I know it's not advised to put shrimp with bettas as they tend to be tasty snacks. However I was wondering if amano shrimp would be ok with a betta in a 5.5 gallon planted tank? He currently shares the tank with an oto and doesn't bother him, he will just look at him and then move away. He spends lots of his time at the top or at the front and most of the plant cover is in the back so do you think it would be ok to risk putting them together?

Thanks


----------



## John N. (Dec 11, 2005)

I got some Amano shrimp of various sizes with a betta no problems. Both swim and roam openly in the tank. 

-John N.


----------



## atmmachine816 (Apr 18, 2006)

Thanks


----------



## atmmachine816 (Apr 18, 2006)

Are they good escape artists and what should I feed them, currently i feed them flakes and veggie wafers?

thanks


----------



## trenac (Jul 16, 2004)

Yes they will escape the tank if stressed by fish or by water parameters. What you are feeding is fine. They also like shrimp pellets, bottom feeder food, green beans, & zuchinni.


----------



## atmmachine816 (Apr 18, 2006)

Ok I will buy some bottom feeder food next week. Will have to plug up some holes then don't want them to escape as I found one on the floor yesterday, not sure if it escaped or it got stuck on my net whenn I fished out some baby guppies. don't think they are stressed by fish though, there are twenty ghost shrimp with them.

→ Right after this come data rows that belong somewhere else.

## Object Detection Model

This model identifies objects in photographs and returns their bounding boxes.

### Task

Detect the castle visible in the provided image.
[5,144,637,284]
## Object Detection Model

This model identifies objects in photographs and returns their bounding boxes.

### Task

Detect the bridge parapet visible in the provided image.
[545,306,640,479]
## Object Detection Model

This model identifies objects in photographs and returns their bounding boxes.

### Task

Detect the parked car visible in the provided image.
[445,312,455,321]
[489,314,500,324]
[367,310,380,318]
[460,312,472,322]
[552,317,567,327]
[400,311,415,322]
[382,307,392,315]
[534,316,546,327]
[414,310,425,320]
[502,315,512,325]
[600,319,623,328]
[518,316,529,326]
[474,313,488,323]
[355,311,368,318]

It's normal to not see them frequently when you have lots of hiding places right?

thanks for all the help


----------



## trenac (Jul 16, 2004)

If your tank is heavily planted then you may not see them for days, that is normal.


----------



## atmmachine816 (Apr 18, 2006)

hmmm. that's a comfort though rather being heavily planted just a bunch of rocks and crevices in the one they are in now, I can't find any of them now, only all my ghost shrimp, hopefully they are all alive otherwise I'm out 10$


----------